One can use characters above BMP in UI directly, without any re-coding. The text should be placed in XML resources. As XML files can declare UTF-8 charset, anyone can type such text directly using any editor capable of saving data in UTF-8 format:
<meta http-equiv="Content-Type" content="text/html; charset=utf-8" />
The XML file will be embedded as a resource in the .NET Assembly; during run-time, the text will be loaded/converted into UTF-16 memory representation with the code point above BMP represented as surrogate pairs. In principle, such UTF-8 text can even be entered in C# code in the form of hard-coded string literals, but I would strongly recommend to avoid it. Any hard-coded string literals, even ASCII-only are best avoided in the code, with rare exclusions.
The biggest concern is deployment of fonts implementing code point ranges above BMP. From what I know, no such fonts are bundled with Windows. However, I tested Unicode implementation above BMP using some Open Source fonts and had no problems with them.
The mixed-size nature of character string is reflected in the members of abstract class
System.Text.Encoding
. For example, look at the following methods of this class:
GetByteCount
,
GetBytes
,
GetCharCount
,
GetChars
. They reflect the fact that there is no one-to-one correspondence between bytes and chars: these methods accept a
string
of
char[]
parameter on input.
There is no direct access to character indexing though. I would guess, this is because this information is rarely used and needs a lot of redundant data (see below). Controls process surrogate pairs automatically. If necessary, anyone can build such index in code. To do that, one need to create a separate index map represented by index set, for example, as array of integers.

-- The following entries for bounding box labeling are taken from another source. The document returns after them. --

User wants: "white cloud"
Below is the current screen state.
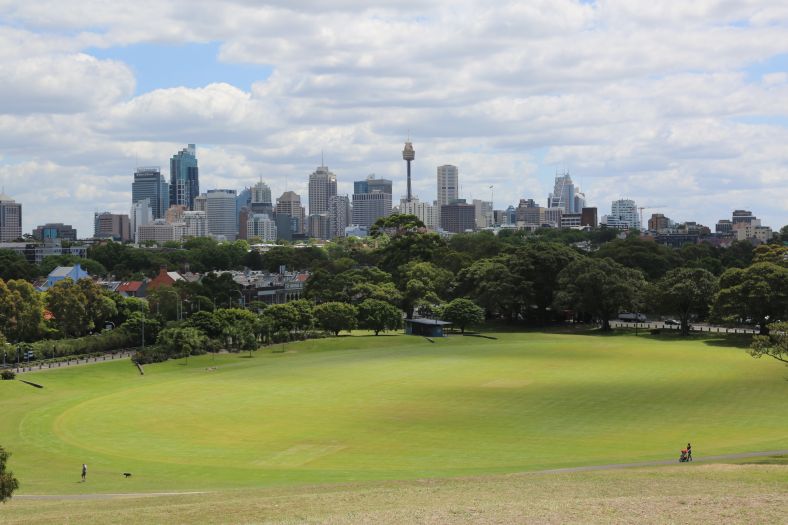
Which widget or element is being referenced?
[0,0,788,230]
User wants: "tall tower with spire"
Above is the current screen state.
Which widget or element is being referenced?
[402,137,416,202]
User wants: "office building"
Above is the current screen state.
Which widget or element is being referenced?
[437,164,460,207]
[93,211,132,242]
[399,197,441,230]
[328,195,351,239]
[181,211,208,237]
[205,190,238,241]
[547,172,586,213]
[309,166,337,215]
[580,207,598,228]
[606,199,640,230]
[170,144,200,210]
[352,191,391,227]
[33,222,77,242]
[251,213,277,242]
[0,193,22,242]
[131,166,170,219]
[473,199,493,229]
[441,199,476,233]
[648,213,672,232]
[275,191,306,233]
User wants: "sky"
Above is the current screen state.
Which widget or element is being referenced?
[0,0,788,236]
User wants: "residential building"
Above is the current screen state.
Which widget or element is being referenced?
[275,191,306,234]
[580,208,598,228]
[607,199,640,230]
[33,222,77,242]
[309,166,337,215]
[170,144,200,210]
[130,199,153,242]
[137,219,184,244]
[93,211,132,242]
[131,166,170,219]
[473,199,494,229]
[547,171,586,213]
[41,264,90,291]
[399,197,441,231]
[182,211,208,237]
[307,212,331,240]
[648,213,672,232]
[441,199,476,233]
[437,164,460,207]
[205,190,238,241]
[251,213,277,242]
[352,191,391,227]
[328,195,351,239]
[0,193,22,242]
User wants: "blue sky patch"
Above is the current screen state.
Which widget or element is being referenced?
[85,42,273,95]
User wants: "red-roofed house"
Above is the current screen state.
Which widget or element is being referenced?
[147,266,184,290]
[115,281,147,297]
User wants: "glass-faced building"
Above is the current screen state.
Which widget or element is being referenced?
[131,166,170,219]
[170,144,200,210]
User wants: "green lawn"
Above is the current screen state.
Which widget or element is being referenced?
[0,333,788,494]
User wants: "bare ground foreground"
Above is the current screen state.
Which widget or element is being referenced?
[0,456,788,524]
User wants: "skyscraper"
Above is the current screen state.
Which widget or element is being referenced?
[547,171,586,213]
[0,193,22,242]
[309,166,337,215]
[205,190,238,241]
[170,144,200,210]
[437,164,460,206]
[131,166,170,219]
[402,138,416,202]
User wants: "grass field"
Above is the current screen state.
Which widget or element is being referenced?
[0,333,788,509]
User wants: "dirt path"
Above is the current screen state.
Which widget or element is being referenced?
[14,450,788,500]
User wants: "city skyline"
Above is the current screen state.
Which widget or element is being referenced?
[0,0,788,232]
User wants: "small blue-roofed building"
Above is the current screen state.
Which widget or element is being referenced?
[405,319,451,337]
[41,263,90,290]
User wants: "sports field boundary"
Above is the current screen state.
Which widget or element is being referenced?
[13,450,788,501]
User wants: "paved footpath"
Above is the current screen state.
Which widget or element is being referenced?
[14,450,788,500]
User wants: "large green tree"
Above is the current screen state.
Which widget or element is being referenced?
[441,297,484,334]
[0,446,19,503]
[713,262,788,335]
[358,299,402,335]
[314,302,358,335]
[556,257,647,331]
[656,268,717,335]
[750,321,788,363]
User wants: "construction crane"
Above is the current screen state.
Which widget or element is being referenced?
[638,204,667,228]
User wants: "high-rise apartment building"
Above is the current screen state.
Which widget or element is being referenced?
[0,193,22,242]
[33,222,77,241]
[275,191,306,233]
[605,199,640,230]
[328,195,351,239]
[309,166,337,215]
[131,166,170,219]
[205,190,238,241]
[251,213,276,242]
[440,199,476,233]
[437,164,460,207]
[93,211,131,242]
[547,172,586,213]
[399,197,441,230]
[352,191,391,227]
[170,144,200,210]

Traverse the string's "characters" (in the .NET sense, not code points) in a loop and for every character examine it using predicates (static methods):
System.Char.IsLowSurrogate(char)
,
IsHighSurrogate
or
IsSurrogate
, incrementing the code point index correspondently: by 1 per one "real" character (representing a code point) or per two "surrogate" characters representing a surrogate pair.
When you obtain the indexing map, you can index a string by code points and use other functions in code point semantics.
The implementation would look like this (not tested):
public class CodePointIndexer {
public CodePointIndexer(string value) {
this.value = value;
indexMap = BuildCodePointMap(value);
}
public string Value { get { return this.value; } }
public char[] this[int index] {
get {
int codePointIndex = this.indexMap[index];
char start = value[codePointIndex];
if (System.Char.IsSurrogate(start))
return new char[] { start };
else
return new char[] { start, value[codePointIndex + 1] };
}
}
String value;
int[] indexMap;
#region implementation
static int[] BuildCodePointMap(string source) {
if (source == null) return null;
if (source.Length < 1) return new int[] { };
System.Collections.Generic.List<int> list =
new System.Collections.Generic.List<int>();
int currectIndex = 0;
bool surrogateMode = false;
foreach (char @char in source) {
list.Add(currectIndex);
if (surrogateMode) continue;
surrogateMode = System.Char.IsSurrogate(@char);
currectIndex++;
}
return list.ToArray();
}
#endregion implementation
}
Sorry if I did not list comprehensive set of relevant .NET APIs — working above BMP is quite exotic requirement. At the same time, the methods I already mentioned are enough to implement any Unicode computing task.
—SA